Muscle Fiber Types


Muscle Fiber Types

While all motor units behave in the same way, this cannot be said for all muscle fibers. Not all muscle fibers have the same biochemical (metabolic) functions. Every muscle fiber can function under both anaerobic and aerobic conditions, although some muscle fiber work better under anaerobic conditions, while others muscle fiber work better under aerobic conditions.

The muscle fibers that rely on and use oxygen to produce energy are aerobic, type I, red, or slow-twitch (ST) fibers. The muscle fibers that do not require oxygen are anaerobic, type II, white, or fast-twitch (FT) muscle fibers. Low-twitch (ST) and fast-twitch (FT) fibers exist in relatively equal proportions within the body, and this 50/50 relationship is not thought to be greatly affected by strength training and bodybuilding.

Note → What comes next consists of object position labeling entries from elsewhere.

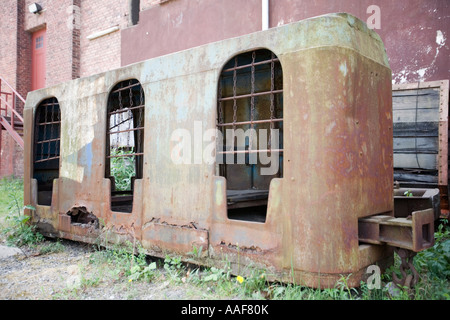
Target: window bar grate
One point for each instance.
(234, 97)
(48, 124)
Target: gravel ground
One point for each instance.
(63, 275)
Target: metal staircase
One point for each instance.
(10, 118)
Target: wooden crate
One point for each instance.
(420, 116)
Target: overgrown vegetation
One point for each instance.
(122, 168)
(129, 266)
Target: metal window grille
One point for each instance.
(250, 97)
(47, 131)
(125, 129)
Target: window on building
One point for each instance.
(124, 142)
(250, 119)
(46, 151)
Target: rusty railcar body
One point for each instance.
(324, 83)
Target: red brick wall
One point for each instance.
(102, 53)
(8, 36)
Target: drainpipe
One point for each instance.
(265, 14)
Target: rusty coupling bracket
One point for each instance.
(407, 235)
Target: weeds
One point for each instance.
(18, 231)
(129, 264)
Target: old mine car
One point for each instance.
(310, 204)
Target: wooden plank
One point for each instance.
(401, 176)
(416, 145)
(419, 129)
(410, 115)
(420, 161)
(420, 120)
(416, 99)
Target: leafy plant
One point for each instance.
(437, 259)
(122, 168)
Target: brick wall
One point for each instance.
(8, 36)
(57, 18)
(101, 53)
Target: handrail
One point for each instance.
(12, 109)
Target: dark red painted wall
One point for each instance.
(415, 32)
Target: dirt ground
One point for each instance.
(28, 275)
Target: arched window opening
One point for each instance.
(47, 134)
(250, 120)
(124, 142)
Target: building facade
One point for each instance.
(69, 39)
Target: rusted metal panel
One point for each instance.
(337, 163)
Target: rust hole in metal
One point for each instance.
(81, 216)
(250, 119)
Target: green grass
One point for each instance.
(130, 266)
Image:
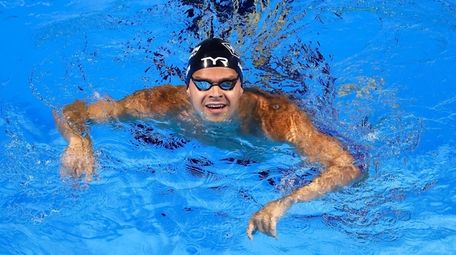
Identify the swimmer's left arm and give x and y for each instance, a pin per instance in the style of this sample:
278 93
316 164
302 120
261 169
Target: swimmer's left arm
288 123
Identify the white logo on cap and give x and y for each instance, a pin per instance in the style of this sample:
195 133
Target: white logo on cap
194 51
214 61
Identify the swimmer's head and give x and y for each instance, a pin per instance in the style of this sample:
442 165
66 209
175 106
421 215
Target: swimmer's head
213 52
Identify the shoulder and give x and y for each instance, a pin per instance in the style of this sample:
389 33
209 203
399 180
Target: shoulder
276 114
267 103
160 99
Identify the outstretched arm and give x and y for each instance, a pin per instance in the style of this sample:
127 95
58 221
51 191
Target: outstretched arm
78 157
284 121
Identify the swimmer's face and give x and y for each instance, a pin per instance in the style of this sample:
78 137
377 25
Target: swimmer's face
215 104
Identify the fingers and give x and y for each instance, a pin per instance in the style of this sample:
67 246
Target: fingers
251 229
267 226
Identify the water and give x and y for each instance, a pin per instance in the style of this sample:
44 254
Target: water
378 75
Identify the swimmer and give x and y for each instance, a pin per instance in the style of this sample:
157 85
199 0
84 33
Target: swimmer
214 92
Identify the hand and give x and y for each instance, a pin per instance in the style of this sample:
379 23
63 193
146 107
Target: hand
265 220
78 158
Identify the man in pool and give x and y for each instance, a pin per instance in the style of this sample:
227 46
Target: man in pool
214 92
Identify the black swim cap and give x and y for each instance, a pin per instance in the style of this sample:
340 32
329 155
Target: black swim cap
213 52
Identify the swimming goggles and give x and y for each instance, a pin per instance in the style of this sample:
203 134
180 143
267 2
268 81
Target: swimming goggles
204 85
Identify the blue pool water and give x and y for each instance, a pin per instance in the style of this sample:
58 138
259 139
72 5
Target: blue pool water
378 75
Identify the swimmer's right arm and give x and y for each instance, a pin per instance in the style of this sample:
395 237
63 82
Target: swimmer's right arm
78 157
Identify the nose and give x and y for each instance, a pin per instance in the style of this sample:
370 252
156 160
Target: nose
215 92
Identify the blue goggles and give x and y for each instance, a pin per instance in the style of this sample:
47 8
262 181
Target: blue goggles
204 85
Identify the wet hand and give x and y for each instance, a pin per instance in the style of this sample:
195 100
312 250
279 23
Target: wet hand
78 159
265 220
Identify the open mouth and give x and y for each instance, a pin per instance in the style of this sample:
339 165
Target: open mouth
215 106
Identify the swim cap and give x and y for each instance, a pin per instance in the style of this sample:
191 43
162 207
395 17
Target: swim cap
213 52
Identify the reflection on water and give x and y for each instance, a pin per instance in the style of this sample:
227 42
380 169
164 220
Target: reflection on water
187 195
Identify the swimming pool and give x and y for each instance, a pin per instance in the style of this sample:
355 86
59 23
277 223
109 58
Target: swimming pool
378 75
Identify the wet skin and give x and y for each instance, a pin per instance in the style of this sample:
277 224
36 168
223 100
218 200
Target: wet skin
274 116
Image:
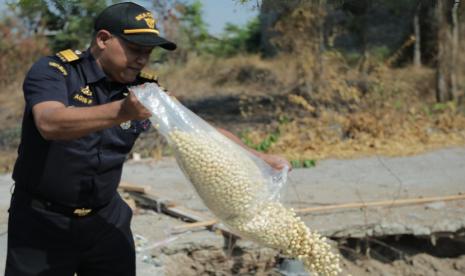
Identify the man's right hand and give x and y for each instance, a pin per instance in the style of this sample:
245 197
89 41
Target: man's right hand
132 109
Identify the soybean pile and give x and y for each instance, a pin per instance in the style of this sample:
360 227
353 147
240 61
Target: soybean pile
232 186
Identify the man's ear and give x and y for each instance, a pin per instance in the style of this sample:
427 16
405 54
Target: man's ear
102 37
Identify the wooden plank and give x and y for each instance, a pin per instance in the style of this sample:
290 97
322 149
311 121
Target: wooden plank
167 207
129 187
384 203
355 205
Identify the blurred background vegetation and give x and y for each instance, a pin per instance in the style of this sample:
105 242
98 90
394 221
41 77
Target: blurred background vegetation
307 79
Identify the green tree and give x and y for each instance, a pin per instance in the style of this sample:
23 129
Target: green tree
193 27
66 23
236 39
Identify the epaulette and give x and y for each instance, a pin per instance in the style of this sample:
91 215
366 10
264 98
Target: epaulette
69 55
148 75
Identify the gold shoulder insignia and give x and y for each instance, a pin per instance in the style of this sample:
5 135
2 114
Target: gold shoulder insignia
59 67
148 75
68 55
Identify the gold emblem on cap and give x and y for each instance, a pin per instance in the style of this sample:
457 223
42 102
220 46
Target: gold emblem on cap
86 91
125 125
148 18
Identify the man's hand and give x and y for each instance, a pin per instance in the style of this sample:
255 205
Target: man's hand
275 161
132 109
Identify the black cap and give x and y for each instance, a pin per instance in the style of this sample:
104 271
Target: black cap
133 23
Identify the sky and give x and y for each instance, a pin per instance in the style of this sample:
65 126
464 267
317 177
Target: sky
216 12
219 12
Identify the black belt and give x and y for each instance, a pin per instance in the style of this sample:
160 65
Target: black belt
56 207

The recruitment of muscle fibers is load-dependent. During moderate and low intensity activity, slow-twitch (ST) fibers are recruited as work horses. As the load increases, a greater number of FY fibers are activated during a contraction.

The distribution of muscle fiber types can vary, both within the same muscle and among different muscle. Usually, the arms tend to have a higher percentage of fast-twitch (FT) fibers than the legs: biceps 55% fast-twitch (FT), triceps 60% fast-twitch (FT), whereas soleus (calves) 24% fast-twitch (FT) muscle fiber.

Fiber type composition (i.e. proportion of fast-twitch (FT)T fibers within a muscle) plays an important role in strength training and bodybuilding. Muscles containing a high percentage of fast-twitch (FT) fibers are capable of quicker and more powerful contractions.

There are no clear differences in muscle fiber distribution between female and male athletes. An inherited propensity toward more fast-twitch (FT) muscle fibers might indicate which individuals are genetically suited to strength training and bodybuilding. While genetics is an important factor in determining success, it is not the only one. Regardless of one's genetic endowments, every individual, through intensive training and proper nutrition, can improve his or her muscle size, tone and definition.